La démocratie participative à l’échelon locale, c’est possible !
Interview de Stéphane Herb par Dominique Martin Ferrari
Stéphane Herb, bonjour. Vous êtes une figure militante de la Métropole de Montpellier et sur votre commune de Lattes. On vous doit la conduite des grands rassemblements des marches climat et aujourd’hui vous avez créé une association à Lattes, Latt’agora, en vue de défendre la voix des citoyens et la démocratie participative. J’ai souhaité vous rencontrer pour parler de Lattes et comme un bon moyen de faire un point sur cette démocratie participative rêvée par une nouvelle génération et décriée par les partisans de la démocratie élective. On fait un petit portrait avant de commencer ? d’où venez vous ?
Je suis habitant de la Métropole depuis plus de 20 ans et Lattois depuis environ 15 ans, originaire de Strasbourg, où je suis né. Je suis fonctionnaire territorial en détachement auprès du député écologiste de la 1ère circonscription de l’Hérault, en tant qu’attaché parlementaire. Je m’intéresse à la vie de la cité, à la politique locale, nationale et internationale, à la citoyenneté, et bien sûr aux questions écologiques depuis de nombreuses années, sans vraiment m’engager dans un militantisme actif. Ce n’est que dans une démarche plus consciente, il y a une dizaine d’années, que j’ai pris pleinement conscience que, nous citoyennes et citoyens, avons des responsabilités dans les politiques menées par nos élus, ainsi que dans le choix de la manière de construire nos villes pour les rendre plus résilientes et humaines.
Si le fait d’aller voter à chaque élection est un devoir citoyen, il est aujourd’hui primordial de rester vigilant et d’organiser une veille citoyenne sur l’action de nos élus et les politiques qu’ils mènent. Localement, ce levier est essentiel pour aborder l’ensemble des enjeux qui touchent notre société actuelle : le climat, le développement économique, l’éducation, la sécurité, le social…

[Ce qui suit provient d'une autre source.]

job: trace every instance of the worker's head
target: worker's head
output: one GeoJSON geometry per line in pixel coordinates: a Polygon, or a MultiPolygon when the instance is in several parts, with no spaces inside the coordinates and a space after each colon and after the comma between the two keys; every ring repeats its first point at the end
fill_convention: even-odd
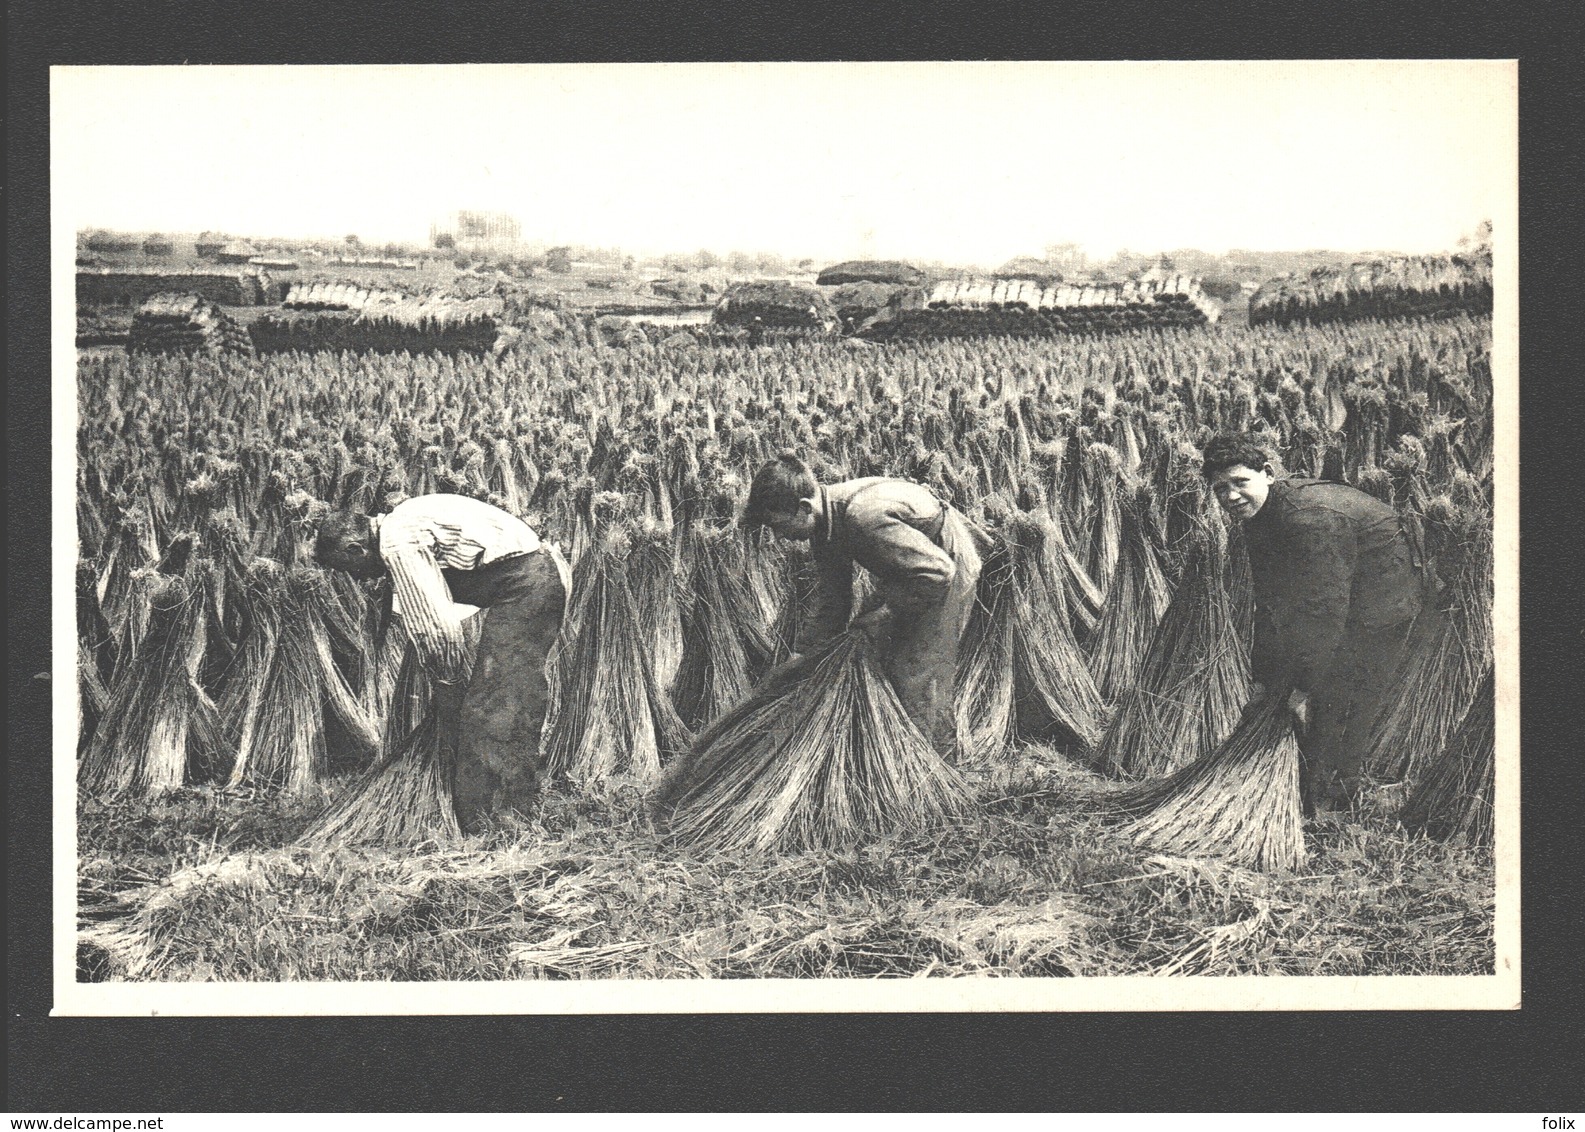
{"type": "Polygon", "coordinates": [[[1228,516],[1244,522],[1266,505],[1277,472],[1260,439],[1247,432],[1217,433],[1201,452],[1200,474],[1228,516]]]}
{"type": "Polygon", "coordinates": [[[385,572],[374,540],[374,524],[355,511],[332,511],[319,521],[314,560],[355,578],[377,578],[385,572]]]}
{"type": "Polygon", "coordinates": [[[760,465],[749,485],[743,525],[769,527],[777,538],[814,537],[820,481],[796,452],[783,450],[760,465]]]}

C’est ainsi que mon engagement citoyen et associatif a débuté, avec la création d’une première association humanitaire, Kalanso – une école pour l’avenir après un voyage dans le pays de Thomas Sankara et des hommes intègres, qui a pour objectif de scolariser des enfants au Burkina Faso et de permettre à un plus grand nombre d’entre eux d’accéder à la connaissance, afin de leur donner les moyens de prendre leur destin en main. Puis, tout naturellement, cet engagement s’est tourné vers les questions écologiques et climatiques, avec la création au niveau national du collectif Citoyens pour le climat, dont je suis le référent pour la Métropole de Montpellier. Ce collectif m’a permis de m’investir davantage dans le militantisme de terrain et de sensibiliser le plus grand nombre aux enjeux environnementaux. Je ne prétends pas être un expert, je me considère plutôt comme un lanceur d’alerte et un citoyen engagé.
Vos actions sur les marches climat ont marqué les esprits. Je me souviens de cette foule qui entourait la mappemonde de la place de la Comédie , c’était en quelle année ?

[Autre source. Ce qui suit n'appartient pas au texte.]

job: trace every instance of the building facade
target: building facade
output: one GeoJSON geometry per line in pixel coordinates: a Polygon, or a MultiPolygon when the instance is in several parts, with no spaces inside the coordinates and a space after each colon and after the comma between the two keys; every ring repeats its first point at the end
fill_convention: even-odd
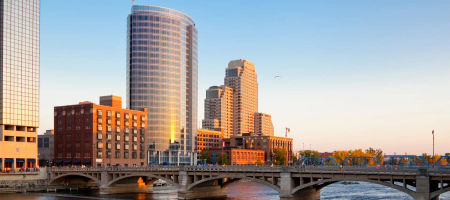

Les marches pour le climat ont débuté à l’automne 2018, puis se sont succédé tous les deux mois environ, avec une foule record de 15 000 personnes lors de la marche pour le climat du 16 mars 2019. Concernant la marche où nous avions mis le feu (virtuel) à la mappemonde, place de la Comédie, cela devait être en décembre 2019, de manière symbolique, pour dire que notre planète brûle et se réchauffe, et qu’elle atteindra un point de non-retour si nous ne faisons rien. C’était une expérience incroyable humainement de voir cette foule se rassembler à chaque marche pour une même cause, sans distinction politique ni slogans partisans ; nous faisions front pour un même objectif.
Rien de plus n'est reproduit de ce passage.